一时无话,已是几杯下肚,杨铭几次想开口都咽了回去。他也不知道自己要说什么,连自己来这儿、坐着和“仇人”喝酒都觉得匪夷所思,但又总觉得要说点什么。
绿央的杯子空了却没再斟,而是伸出一根手指将那酒杯拨弄着玩。
“杨铭,你是不是觉得被讨厌的人救了挺没面儿的。”
她说着话,手上的动作没停,语气也是平常。杨铭却是听得心头一紧,他放下酒杯,深吸一口气,终于找回了自己的声音。
“什么面子不面子的,能当钱花吗?”
“噗……”绿央被他这话逗笑了,终于不再玩那杯子,转而托着腮,笑盈盈地看向杨铭,“那你现在是……愧疚心作祟?”
闻言,杨铭沉默着给自己和绿央又斟了一杯酒,一口饮下,吐出一口浊气之后才缓缓开口。
“愧疚,我不能说没有。说到底,从前的事,我确实有错。但是,绿央你性子太倔了……如果当初我们都能心平气和地坐下来好好谈一谈,说不定结果会截然不同。
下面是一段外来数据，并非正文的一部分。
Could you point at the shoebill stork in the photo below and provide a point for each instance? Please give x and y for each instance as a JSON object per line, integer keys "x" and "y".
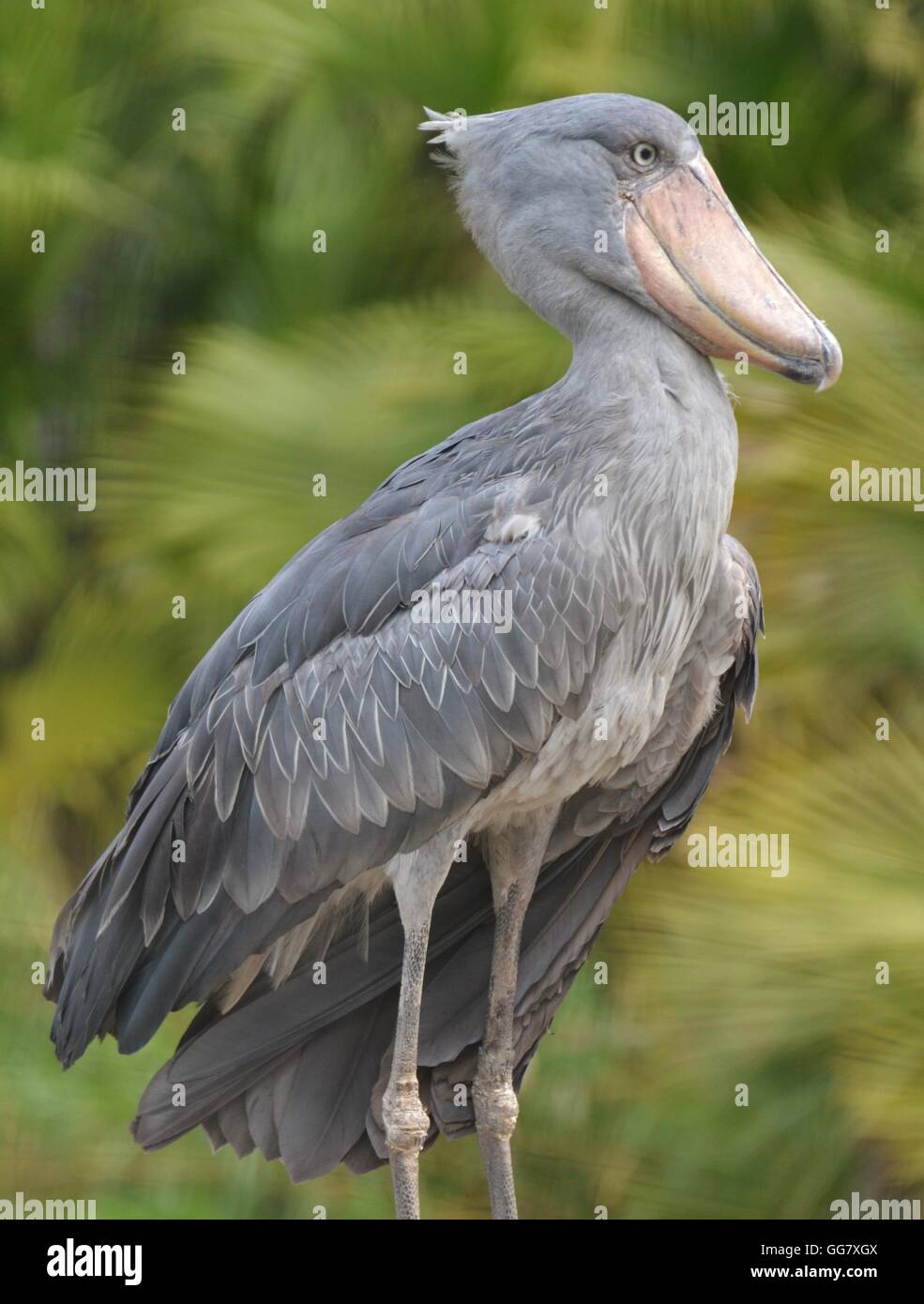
{"x": 394, "y": 803}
”
听他这样讲,绿央便知道他已知晓从前的事情。她默默喝了一口酒,侧首不知道眼神落在何处。而杨铭还在继续说。
“我知道,筠儿有些事对不起你,我也有错。但她是我的妻子,我的爱人,在外,无论对错、无论立场,我都应该、也一定会站在她那一边。”
“无论如何,是我的错。今日,我夫妻二人又都得你所救,杨铭自知如何也无以报。你若想要讨回公道,杨铭没有怨言,随你处置。”
绿央这才放了酒杯,幽幽转过头来看了杨铭一眼:“杨公子喝醉了。”
“我……”
杨铭刚张开嘴,便被绿央打断:“杨公子,你和我,我和她不存在仇怨。过去种种如你所说,立场不同,我可以理解,也不愿再记起。如今我救你们,依然是因为我站的位置要我必须这么做。”